She also thinks 4th Street is not a good one; it's close to Sanitas and there are few cars anyway. The one near the mobile home park is "more intriguing" to me, but we don't have the staff.
"Having streets for ppl is certainly a goal we should proceed with but at this point and time it just does not make sense."
Evergreen tweet.
Friend: Are there cities that are more like Boulder than Denver doing this?
Cowern: "Our focus has primarily been on comparing ourselves to the Denver program." Didn't see anywhere else in the Front Range doing this.
He's still looking into cities. "There certainly are more than a dozen across the countries that are doing some kind of closures," many just within parks. Many are large cities like Philly, Oakland, Dallas, Cleveland, Boston, "which are going to be contextually very Dif from us."
Burlington, Vt. and Austin are on that list.
Austin closed a lane on a highway.
Here's a database of every city and what it's doing:…
This is a safety issue, Friend says. We're still considering exercise as an essential thing.

"We're in this for months or longer."
"I do think there are critical reasons to want to encourage this. ... I was biking on Iris last week and it was pretty harrowing. There were 2 lanes but cars were in the one closer to me and they were going fast."
"It's BECAUSE it's this point in time. Cars are going faster. And we need the space."
This is "one way" to prioritize health and safety.

"It's also modeling we're not trying to be a car-centric town. It's frankly a way to give ppl hope when it's desperately needed."
"I get that we don't want to spend $$, but I'm sure we're still going to spend a lot of $$ up keeping trails and roads and a lot of other services."

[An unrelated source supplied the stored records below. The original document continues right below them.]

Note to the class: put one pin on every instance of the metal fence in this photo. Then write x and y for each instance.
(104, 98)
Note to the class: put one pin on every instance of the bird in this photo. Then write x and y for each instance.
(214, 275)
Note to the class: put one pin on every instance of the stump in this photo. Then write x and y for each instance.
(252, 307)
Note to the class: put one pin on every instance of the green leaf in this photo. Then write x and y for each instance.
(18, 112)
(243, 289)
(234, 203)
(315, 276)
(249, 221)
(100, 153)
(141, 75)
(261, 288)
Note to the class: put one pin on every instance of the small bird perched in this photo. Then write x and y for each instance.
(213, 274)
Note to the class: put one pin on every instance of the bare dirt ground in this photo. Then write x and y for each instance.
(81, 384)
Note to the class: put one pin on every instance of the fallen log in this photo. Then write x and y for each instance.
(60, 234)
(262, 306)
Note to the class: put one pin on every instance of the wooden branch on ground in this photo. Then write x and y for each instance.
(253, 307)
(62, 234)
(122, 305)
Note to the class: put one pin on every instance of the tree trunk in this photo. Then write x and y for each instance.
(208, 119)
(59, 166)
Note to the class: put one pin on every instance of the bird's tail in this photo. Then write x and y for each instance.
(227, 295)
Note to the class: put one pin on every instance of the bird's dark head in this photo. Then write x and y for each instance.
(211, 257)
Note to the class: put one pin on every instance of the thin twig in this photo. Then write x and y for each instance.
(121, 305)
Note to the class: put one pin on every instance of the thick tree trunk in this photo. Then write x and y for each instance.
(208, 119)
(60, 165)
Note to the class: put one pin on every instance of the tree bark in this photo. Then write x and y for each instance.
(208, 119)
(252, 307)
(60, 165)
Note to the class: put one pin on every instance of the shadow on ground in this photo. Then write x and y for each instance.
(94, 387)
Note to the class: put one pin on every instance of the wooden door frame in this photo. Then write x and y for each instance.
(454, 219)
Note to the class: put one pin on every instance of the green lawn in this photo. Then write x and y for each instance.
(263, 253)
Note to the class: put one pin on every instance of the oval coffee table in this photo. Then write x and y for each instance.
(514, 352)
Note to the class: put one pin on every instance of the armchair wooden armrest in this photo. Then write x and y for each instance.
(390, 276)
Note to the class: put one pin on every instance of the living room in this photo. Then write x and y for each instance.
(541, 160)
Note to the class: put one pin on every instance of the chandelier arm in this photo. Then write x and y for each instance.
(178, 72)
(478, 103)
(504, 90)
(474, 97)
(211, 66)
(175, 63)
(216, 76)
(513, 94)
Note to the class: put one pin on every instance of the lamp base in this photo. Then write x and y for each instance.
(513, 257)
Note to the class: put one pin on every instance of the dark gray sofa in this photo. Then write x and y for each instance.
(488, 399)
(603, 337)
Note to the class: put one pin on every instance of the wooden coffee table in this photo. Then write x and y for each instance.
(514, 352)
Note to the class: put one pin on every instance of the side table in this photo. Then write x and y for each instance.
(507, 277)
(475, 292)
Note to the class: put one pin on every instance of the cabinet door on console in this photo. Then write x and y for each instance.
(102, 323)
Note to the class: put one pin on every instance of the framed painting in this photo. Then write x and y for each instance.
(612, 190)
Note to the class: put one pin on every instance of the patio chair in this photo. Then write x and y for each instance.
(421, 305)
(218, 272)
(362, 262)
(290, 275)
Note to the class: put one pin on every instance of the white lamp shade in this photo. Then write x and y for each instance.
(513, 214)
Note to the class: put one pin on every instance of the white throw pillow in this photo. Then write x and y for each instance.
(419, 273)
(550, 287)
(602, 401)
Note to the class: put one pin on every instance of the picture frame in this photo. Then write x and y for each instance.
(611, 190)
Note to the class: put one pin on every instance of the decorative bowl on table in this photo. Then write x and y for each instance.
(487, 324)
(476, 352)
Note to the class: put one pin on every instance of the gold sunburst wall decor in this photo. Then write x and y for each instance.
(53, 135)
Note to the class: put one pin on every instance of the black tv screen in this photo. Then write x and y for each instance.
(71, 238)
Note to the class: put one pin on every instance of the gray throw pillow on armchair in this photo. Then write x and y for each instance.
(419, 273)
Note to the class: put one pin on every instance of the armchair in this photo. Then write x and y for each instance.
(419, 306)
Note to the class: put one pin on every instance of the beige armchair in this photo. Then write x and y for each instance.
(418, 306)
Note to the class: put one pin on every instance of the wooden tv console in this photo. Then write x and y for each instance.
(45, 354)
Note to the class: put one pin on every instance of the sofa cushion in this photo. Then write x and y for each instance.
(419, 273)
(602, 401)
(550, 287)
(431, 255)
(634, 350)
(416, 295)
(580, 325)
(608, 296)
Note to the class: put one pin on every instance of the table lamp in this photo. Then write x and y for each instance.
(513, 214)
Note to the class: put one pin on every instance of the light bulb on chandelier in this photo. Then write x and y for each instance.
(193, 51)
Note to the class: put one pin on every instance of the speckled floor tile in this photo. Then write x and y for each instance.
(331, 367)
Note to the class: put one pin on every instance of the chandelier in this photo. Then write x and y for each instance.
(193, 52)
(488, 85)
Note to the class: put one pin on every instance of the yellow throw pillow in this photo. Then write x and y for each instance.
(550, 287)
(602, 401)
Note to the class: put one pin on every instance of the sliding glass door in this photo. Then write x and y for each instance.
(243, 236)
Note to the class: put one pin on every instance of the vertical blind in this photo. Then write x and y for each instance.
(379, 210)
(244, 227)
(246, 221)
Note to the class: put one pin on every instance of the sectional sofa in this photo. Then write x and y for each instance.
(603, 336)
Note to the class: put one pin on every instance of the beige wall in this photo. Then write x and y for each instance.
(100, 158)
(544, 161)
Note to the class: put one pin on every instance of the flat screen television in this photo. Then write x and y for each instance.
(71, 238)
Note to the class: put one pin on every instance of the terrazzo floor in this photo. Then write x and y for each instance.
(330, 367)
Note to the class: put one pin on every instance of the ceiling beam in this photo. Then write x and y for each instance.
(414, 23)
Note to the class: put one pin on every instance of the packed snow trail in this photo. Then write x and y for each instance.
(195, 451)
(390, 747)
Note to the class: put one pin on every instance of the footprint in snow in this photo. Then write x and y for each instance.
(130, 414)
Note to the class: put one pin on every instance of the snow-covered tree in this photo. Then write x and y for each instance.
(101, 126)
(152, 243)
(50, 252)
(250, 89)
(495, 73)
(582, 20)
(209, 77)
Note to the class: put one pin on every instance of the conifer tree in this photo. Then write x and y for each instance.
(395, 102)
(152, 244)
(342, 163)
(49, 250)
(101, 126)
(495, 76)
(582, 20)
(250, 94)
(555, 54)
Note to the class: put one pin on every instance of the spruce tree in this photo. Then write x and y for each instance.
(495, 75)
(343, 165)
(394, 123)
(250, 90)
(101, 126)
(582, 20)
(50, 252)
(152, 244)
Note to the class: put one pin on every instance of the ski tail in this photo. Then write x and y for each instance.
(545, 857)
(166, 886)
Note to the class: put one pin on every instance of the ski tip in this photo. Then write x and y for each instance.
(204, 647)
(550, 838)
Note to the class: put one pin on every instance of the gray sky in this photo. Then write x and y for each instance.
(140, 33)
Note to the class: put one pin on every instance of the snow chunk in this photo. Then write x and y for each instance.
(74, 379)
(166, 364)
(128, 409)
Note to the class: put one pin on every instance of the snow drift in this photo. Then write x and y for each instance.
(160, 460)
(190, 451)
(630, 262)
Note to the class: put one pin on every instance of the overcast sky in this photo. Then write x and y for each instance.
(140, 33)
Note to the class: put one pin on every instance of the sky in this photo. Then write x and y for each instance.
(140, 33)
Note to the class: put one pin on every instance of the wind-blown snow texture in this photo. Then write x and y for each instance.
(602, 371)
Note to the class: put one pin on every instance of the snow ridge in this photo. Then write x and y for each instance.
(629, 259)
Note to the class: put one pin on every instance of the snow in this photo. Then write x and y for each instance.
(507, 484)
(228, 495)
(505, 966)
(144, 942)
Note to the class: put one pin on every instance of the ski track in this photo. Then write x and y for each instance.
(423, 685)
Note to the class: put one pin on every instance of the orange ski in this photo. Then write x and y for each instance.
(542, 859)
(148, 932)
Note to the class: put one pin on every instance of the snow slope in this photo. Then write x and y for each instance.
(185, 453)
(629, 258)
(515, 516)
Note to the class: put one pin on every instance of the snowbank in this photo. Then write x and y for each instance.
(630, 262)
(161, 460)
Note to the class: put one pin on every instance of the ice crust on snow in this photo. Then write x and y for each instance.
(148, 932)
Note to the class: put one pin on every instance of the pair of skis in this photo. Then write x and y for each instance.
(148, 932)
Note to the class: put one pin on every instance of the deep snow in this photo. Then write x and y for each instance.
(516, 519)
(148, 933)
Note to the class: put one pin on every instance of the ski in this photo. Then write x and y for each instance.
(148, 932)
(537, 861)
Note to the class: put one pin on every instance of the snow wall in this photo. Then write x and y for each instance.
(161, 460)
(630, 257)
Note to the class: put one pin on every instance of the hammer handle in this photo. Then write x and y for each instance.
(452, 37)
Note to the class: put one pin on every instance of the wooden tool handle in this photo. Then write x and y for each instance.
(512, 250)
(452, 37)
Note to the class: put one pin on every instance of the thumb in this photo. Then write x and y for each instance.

This is still Friend, btw.
Yates: If we did these pilots with barricades, local traffic would still be allowed to drive on these streets, right?
Yes, Cowern says. One of the concerns we've always had is it's "virtually impossible" to enforce.
"We have every expectation it would not be just local traffic driving on the roads," Cowern says.
Yates: I want to be fair to TAB and their recommendation.
He's not for it, either.
So that's the end of that. No streets will be closed.